Some orange juice labels, like those of Tropicana’s Healthy Heart with Omega-3, imply heart health. But that juice has only 50 milligrams of EPA plus DHA from fish oil, a tiny fraction of what one would get from a serving of heart-healthy salmon. Minute Maid Heart Wise orange juice, on the other hand, contains a hefty one gram of beneficial plant sterols. Two grams of plant sterols per day can lower LDL, or “bad” cholesterol by roughly ten percent over a period of 8 weeks. “Minute Maid wins,” says Nutrition Action.
If you’re watching your waistline, a different Tropicana product, Trop50 Orange has 50 percent less sugar and calories than regular orange juice. Of course, it’s 60 percent added water and only 40 percent juice and is sweetened with the safe high-potency plant-based sweetener Reb A (Pure Via). Trop50 is a smart choice if you like the sweeter taste, says Nutrition Action. (Some Trop50 products play the usual tricks, though. Its Pomegranate Blueberry variety has more apple juice than pomegranate juice and more grape juice than blueberry juice.)
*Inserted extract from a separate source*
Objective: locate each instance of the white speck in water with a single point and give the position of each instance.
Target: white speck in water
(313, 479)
Other examples of juice aisle trickery exposed in Nutrition Action include:
• Ocean Spray Cran-Energy Raspberry. To its credit, it only has 35 calories per serving. Its “energy” presumably comes from its green tea extract’s 55 milligrams of caffeine and not added B vitamins. Otherwise, the drink is basically water, juice (again, more cheap grape than the touted, but more expensive, cranberry or raspberry), added vitamins, safe artificial sweeteners, and, to its discredit, Red 40 dye.
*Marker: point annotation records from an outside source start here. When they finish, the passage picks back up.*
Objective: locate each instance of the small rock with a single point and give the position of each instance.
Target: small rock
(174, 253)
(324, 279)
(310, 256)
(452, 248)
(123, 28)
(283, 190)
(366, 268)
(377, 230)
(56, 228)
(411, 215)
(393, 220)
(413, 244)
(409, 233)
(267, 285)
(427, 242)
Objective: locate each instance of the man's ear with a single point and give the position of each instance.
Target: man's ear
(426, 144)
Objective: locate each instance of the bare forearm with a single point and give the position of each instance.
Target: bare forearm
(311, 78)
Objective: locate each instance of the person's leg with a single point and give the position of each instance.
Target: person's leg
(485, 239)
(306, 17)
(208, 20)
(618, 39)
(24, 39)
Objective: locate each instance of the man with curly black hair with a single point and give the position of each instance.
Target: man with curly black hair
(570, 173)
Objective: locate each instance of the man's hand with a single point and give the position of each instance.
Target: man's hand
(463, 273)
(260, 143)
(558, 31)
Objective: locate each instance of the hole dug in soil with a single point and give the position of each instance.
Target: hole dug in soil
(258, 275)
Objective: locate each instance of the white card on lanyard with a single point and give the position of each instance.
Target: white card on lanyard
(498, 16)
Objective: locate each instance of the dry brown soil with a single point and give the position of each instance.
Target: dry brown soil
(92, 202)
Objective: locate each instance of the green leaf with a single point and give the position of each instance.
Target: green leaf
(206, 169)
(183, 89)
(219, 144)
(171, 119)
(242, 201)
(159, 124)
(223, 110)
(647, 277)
• IZZE. Most carbonated juice drinks like IZZE have no fewer calories than ordinary juice or cola, according to Nutrition Action. Once more, apple and white grape juice are the primary juices, even in IZZE’s more exotic flavors, such as Sparkling Blackberry, Blueberry, Clementine, Grapefruit, Lime, Peach, and Pomegranate. The IZZE Esque line has 50 calories per 12 ounce bottle because it’s 25 percent juice. Nutrition Action suggests adding seltzer to nutrient-rich orange juice to make a lower-calorie “sparkling” juice.
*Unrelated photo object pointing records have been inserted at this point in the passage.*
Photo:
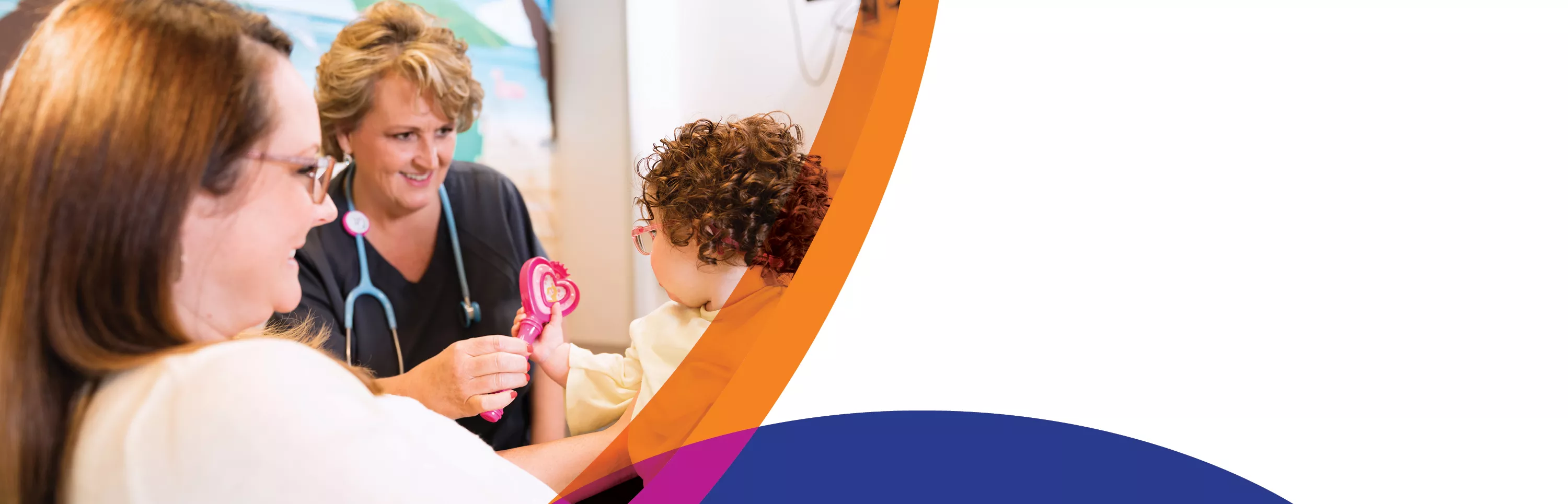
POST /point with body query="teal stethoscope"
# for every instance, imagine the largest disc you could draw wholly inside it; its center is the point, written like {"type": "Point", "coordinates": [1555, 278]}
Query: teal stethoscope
{"type": "Point", "coordinates": [356, 225]}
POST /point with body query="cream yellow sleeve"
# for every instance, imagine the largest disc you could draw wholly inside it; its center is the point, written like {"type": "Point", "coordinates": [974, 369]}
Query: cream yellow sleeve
{"type": "Point", "coordinates": [599, 387]}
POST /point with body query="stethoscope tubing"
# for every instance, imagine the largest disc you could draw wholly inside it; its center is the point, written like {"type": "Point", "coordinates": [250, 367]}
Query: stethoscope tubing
{"type": "Point", "coordinates": [471, 310]}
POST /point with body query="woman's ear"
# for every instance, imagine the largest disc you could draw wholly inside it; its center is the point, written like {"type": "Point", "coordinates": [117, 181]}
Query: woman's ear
{"type": "Point", "coordinates": [344, 146]}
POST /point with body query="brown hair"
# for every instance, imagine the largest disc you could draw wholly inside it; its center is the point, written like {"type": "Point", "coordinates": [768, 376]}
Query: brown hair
{"type": "Point", "coordinates": [118, 113]}
{"type": "Point", "coordinates": [393, 38]}
{"type": "Point", "coordinates": [744, 190]}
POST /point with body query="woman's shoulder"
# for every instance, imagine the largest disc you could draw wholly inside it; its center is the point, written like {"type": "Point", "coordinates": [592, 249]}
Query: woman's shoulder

• Vita Coco Coconut Water has “more than 15 times the electrolytes found in sports drinks,” according to the company, which goes on to advise that “Life is hectic enough, and you should be hydrated when you do it.” Any beverage hydrates you, according to Nutrition Action. And the only time one would need electrolytes in a drink is after hours of vigorous exercise. That said, coconut water has roughly just 40 fat-free calories per cup and is a decent source of beneficial potassium.
• Welch’s 100% Grape Juice with Fiber gives the impression that its fiber might come from “the whole Concord grape—skins and seeds included.” Rather, the fiber comes from the additive maltodextrin, a starch-like carbohydrate that resists digestion. Nutrition Action says there’s no good evidence that maltodextrin, or the dextrin added to V8 High Fiber or Sunsweet PlumSmart and Prune Juice Light, confers the kind of benefits as the fiber found in naturally in foods.
Nutrition Action also calculated scores for various juices based on the levels of 12 vitamins, minerals, and carotenoids, plus fiber. Carrot juice led the pack thanks to its high vitamin A and potassium content. Orange juice ranked second, followed by tomato juice (low sodium variety), grapefruit, prune, pineapple, unsweetened cranberry, coconut water, and perhaps surprisingly, considering all the hype generated by POM, pomegranate. Apple and grape juice came in last.